Сказанное звучит, наверное, довольно загадочно, но если разобраться, то окажется, что все очень просто. В эти времена (мысленно, для себя, я называю их временами моей второй жизни, потому что никак не удается отделаться от мысли, что я — какой-то первый я, не совсем я, но все же я — что неопределенная эта личность все же утонула сколько-то лет назад, сколько — не знаю, потому что с тех пор летосчисление менялось самое малое три раза, и чтобы разобраться во всех этих календарях, надо было быть крупным специалистом) — итак, в эти времена серьезные причины вынудили Землю снова послать людей к звездам. Давным-давно люди уже летали к ним, и не возвращались, и не могли вернуться, и потому полеты были прекращены. Теперь люди могли уже и слетать, и возвратиться, но это все еще оставалось делом рискованным, а нынешнее человечество не хотело рисковать ни одной жизнью — так, во всяком случае, я это понимаю, и мои ребята тоже. Современные люди любили друг друга, каждый каждого, их любовь была не абстрактной, а очень, очень конкретной, физически ощутимой, и если кому-то было нехорошо, то так же нехорошо становилось и тем, кто был к нему ближе остальных, а потом тем, кто был близок этим близким, — а в конечном итоге близким было все человечество. Это был какой-то сверхсложный организм, их человечество, единый организм (в наше время мы были уже многоклеточным организмом, но единым еще не были), и если что-то где-то болело, то плохо чувствовал себя весь организм, а на это люди не были согласны. И когда понадобилось срочно лететь, им не оставалось ничего другого, как прибегнуть к нашей помощи — к помощи людей, которые в этот их единый организм не входили и войти не могли, потому что принадлежали совсем другим временам.
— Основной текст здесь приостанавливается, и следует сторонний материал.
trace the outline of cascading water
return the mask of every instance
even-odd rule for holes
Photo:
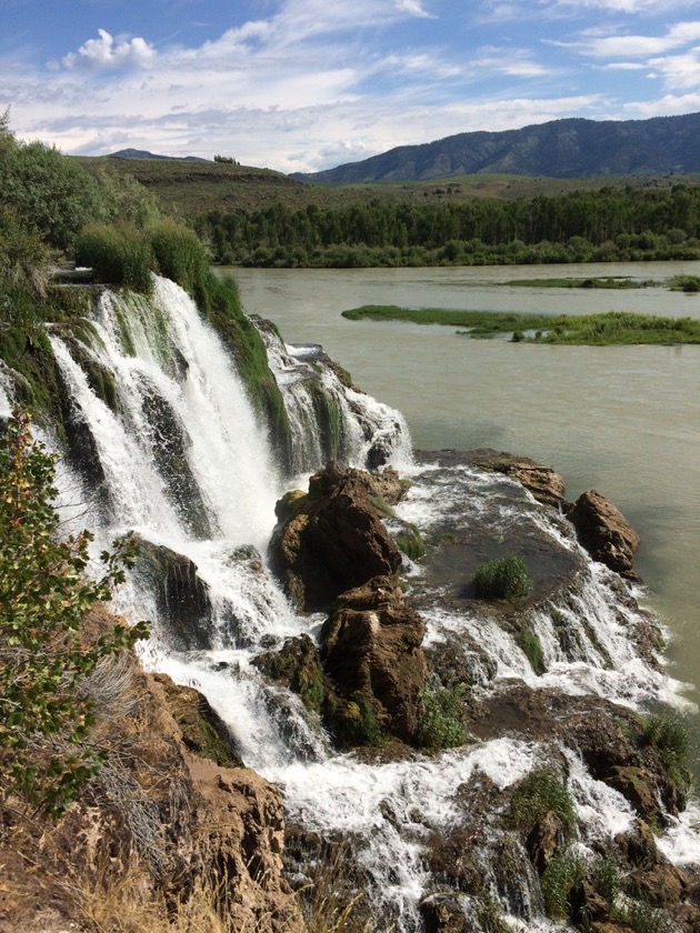
[[[289,414],[292,472],[312,471],[327,460],[370,469],[410,463],[400,412],[349,387],[318,344],[286,344],[268,325],[260,332]]]
[[[148,554],[118,603],[119,610],[157,623],[146,663],[208,696],[246,764],[281,785],[290,820],[321,836],[351,840],[354,859],[370,879],[377,930],[384,923],[403,933],[421,930],[420,902],[432,885],[427,846],[447,826],[468,819],[464,789],[482,782],[502,792],[552,749],[503,735],[441,755],[380,764],[333,754],[318,718],[296,695],[266,683],[250,663],[288,635],[317,634],[322,620],[291,610],[260,556],[286,482],[230,358],[190,299],[162,279],[156,281],[152,302],[104,292],[93,328],[93,339],[79,353],[59,331],[51,339],[71,400],[72,428],[96,461],[86,472],[99,478],[100,543],[133,529]],[[328,437],[334,437],[333,452],[349,462],[363,466],[376,457],[409,469],[408,431],[397,412],[342,385],[318,349],[287,348],[270,331],[262,333],[292,423],[296,471],[321,465]],[[114,405],[96,394],[86,359],[113,381]],[[0,402],[4,407],[1,395]],[[321,409],[333,412],[326,440],[318,430]],[[411,473],[401,518],[430,533],[449,514],[460,529],[486,524],[494,539],[530,523],[540,533],[544,529],[562,560],[580,565],[584,578],[570,598],[552,598],[532,612],[547,668],[537,676],[512,633],[468,605],[458,606],[446,581],[407,568],[428,623],[428,646],[458,644],[473,672],[476,694],[522,681],[630,705],[678,695],[677,685],[637,650],[630,638],[634,610],[618,599],[611,579],[520,486],[462,468],[412,468]],[[156,571],[170,581],[164,592],[153,583]],[[182,581],[192,584],[190,590],[196,582],[197,599],[187,604],[183,625],[198,631],[173,635]],[[192,643],[184,644],[188,640]],[[578,759],[567,762],[583,841],[627,826],[629,804],[621,795],[599,786]],[[700,860],[700,839],[691,827],[679,822],[671,833],[670,853],[679,861],[689,860],[688,853]],[[506,911],[520,911],[510,917],[512,929],[553,929],[541,916],[537,879],[523,873],[519,890],[504,893],[487,875],[489,896],[500,899]],[[474,931],[487,929],[470,897],[460,903]]]

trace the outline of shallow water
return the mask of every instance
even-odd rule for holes
[[[234,271],[248,313],[290,343],[322,343],[358,385],[398,408],[424,450],[493,447],[554,466],[567,495],[597,489],[642,538],[637,566],[667,622],[673,676],[700,683],[700,347],[536,347],[451,328],[350,322],[360,304],[700,318],[700,295],[514,288],[516,279],[628,275],[663,281],[700,263],[401,270]],[[688,698],[698,700],[693,686]],[[694,770],[700,779],[700,724]]]

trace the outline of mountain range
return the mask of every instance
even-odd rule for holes
[[[120,149],[119,152],[110,152],[110,159],[163,159],[169,162],[208,162],[200,156],[157,156],[146,149]]]
[[[428,181],[508,173],[549,178],[700,171],[700,113],[649,120],[552,120],[519,130],[468,132],[399,146],[360,162],[292,178],[326,184]]]

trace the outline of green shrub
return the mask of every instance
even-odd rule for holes
[[[469,734],[462,719],[463,694],[461,685],[443,688],[437,681],[427,684],[422,692],[423,715],[418,730],[420,745],[439,751],[467,744]]]
[[[90,224],[78,238],[76,259],[90,265],[97,281],[148,294],[156,259],[148,238],[128,224]]]
[[[551,920],[566,920],[571,913],[571,892],[586,877],[588,863],[584,859],[570,852],[557,852],[544,873],[540,884],[544,913]]]
[[[571,794],[551,768],[538,768],[522,779],[510,803],[510,822],[529,832],[533,824],[552,810],[562,826],[564,839],[576,833],[576,810]]]
[[[542,653],[542,642],[537,632],[531,629],[523,629],[516,638],[518,646],[523,652],[530,666],[536,674],[543,674],[547,671],[544,665],[544,655]]]
[[[527,564],[519,554],[480,564],[471,582],[480,600],[516,601],[532,591]]]
[[[681,787],[690,784],[688,746],[690,736],[686,726],[668,715],[653,715],[644,728],[644,741],[659,750],[669,778]]]
[[[676,930],[666,911],[654,910],[639,901],[632,901],[616,911],[616,920],[630,926],[633,933],[672,933]]]
[[[183,288],[207,310],[210,300],[210,258],[193,230],[174,220],[160,220],[148,231],[157,269]]]
[[[394,538],[401,553],[411,561],[421,561],[426,556],[426,545],[420,531],[414,524],[407,524]]]
[[[0,444],[0,762],[3,790],[49,814],[68,806],[101,760],[84,741],[93,709],[81,683],[101,659],[147,634],[144,623],[99,638],[81,631],[134,551],[129,539],[114,542],[101,555],[103,575],[86,576],[91,535],[59,539],[54,464],[17,411]]]

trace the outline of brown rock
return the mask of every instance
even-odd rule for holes
[[[564,501],[564,481],[551,466],[543,466],[528,457],[490,449],[471,451],[470,457],[483,470],[493,470],[518,480],[538,502],[561,505]]]
[[[177,914],[203,930],[213,910],[227,929],[302,933],[281,859],[280,791],[190,751],[197,742],[166,691],[184,704],[186,733],[197,692],[127,658],[99,694],[90,740],[107,753],[100,773],[61,819],[34,815],[0,833],[0,930],[136,929],[137,919],[162,929]]]
[[[291,516],[276,529],[270,553],[302,610],[328,609],[347,590],[392,575],[401,565],[360,471],[329,463],[309,481],[308,495],[287,511]]]
[[[163,688],[168,710],[191,752],[228,768],[242,766],[233,736],[199,690],[177,684],[168,674],[153,674],[153,680]]]
[[[416,739],[427,666],[426,623],[391,576],[343,593],[321,631],[321,659],[332,690],[376,716],[382,731]],[[346,711],[347,712],[347,711]],[[332,724],[331,724],[332,725]]]
[[[593,560],[629,580],[638,579],[633,562],[640,538],[617,505],[591,490],[577,499],[568,518]]]
[[[639,815],[647,821],[664,822],[664,814],[656,794],[653,774],[644,768],[620,765],[611,769],[604,779],[607,784],[627,797]]]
И вот они, шаря по столетиям, от Ромула до наших дней (а точнее — начав задолго до Ромула), за несколько месяцев вытащили к себе более двух десятков человек, из которых в конце концов и был сформирован экипаж из шести персон. От каждого участника полета требовалась высочайшая степень — не физического здоровья, не спортивной подготовки, потому что корабль их, с моей точки зрения, напоминал скорее всего летающий санаторий для большого начальства, — требовалась высочайшая степень моральной пластичности, умения притираться друг к другу, чтобы весь экипаж работал, как единый организм. По их шкале высшая степень пластичности стоила тысячу баллов; такого парня можно было бы пустить в яму с саблезубыми тиграми, и через пять минут они лизали бы ему пятки своими шершавыми языками. Но те, кто решал судьбы экспедиции, постановили, что в экипаже надо было иметь индекс пластичности не менее тысячи двухсот! Такие ребята не бегают толпами по улицам, и им пришлось просеять сквозь их сито чуть ли не всю историю человечества и набрать эти самые два десятка. Потом некоторые не подошли из-за того, что при всей их пластичности оказались совершенно невосприимчивыми к технике, — а речь как-никак шла о сложнейшем корабле, — или же были не в состоянии усвоить даже те азики современной науки, без которых было бы невозможно понять, что же им предстоит делать; бесспорно, эпоха не всегда служит точным мерилом умственного развития — даже в мои времена за одного Леонардо можно было отдать целый курс инженерного факультета и в придачу курс Академии художеств, и мы не остались бы внакладе, — но все же не всем и не все оказалось по силам. Так что осталось нас столько, сколько и требовалось. Остальным предстояло коротать свои дни в заведении, представлявшем собою санаторий для здоровых мужиков во цвете лет.
Из прошлого нас всех вытаскивали примерно одним и тем же способом: когда становилось ясно, что нужный человек вот-вот (как говорили в мое время в тех местах, где я жил) положит ложку, — его в последний миг выхватывали из того времени, а на его место подкладывали искусно сотворенного биоробота, так что никто и не замечал подмены. Большинство наших ребят было выдернуто во время войн, когда удивлялись не тому, что человек умер, а тому, что он остался жив. Благо, в войнах в те эпохи — включая мою — недостатка не было.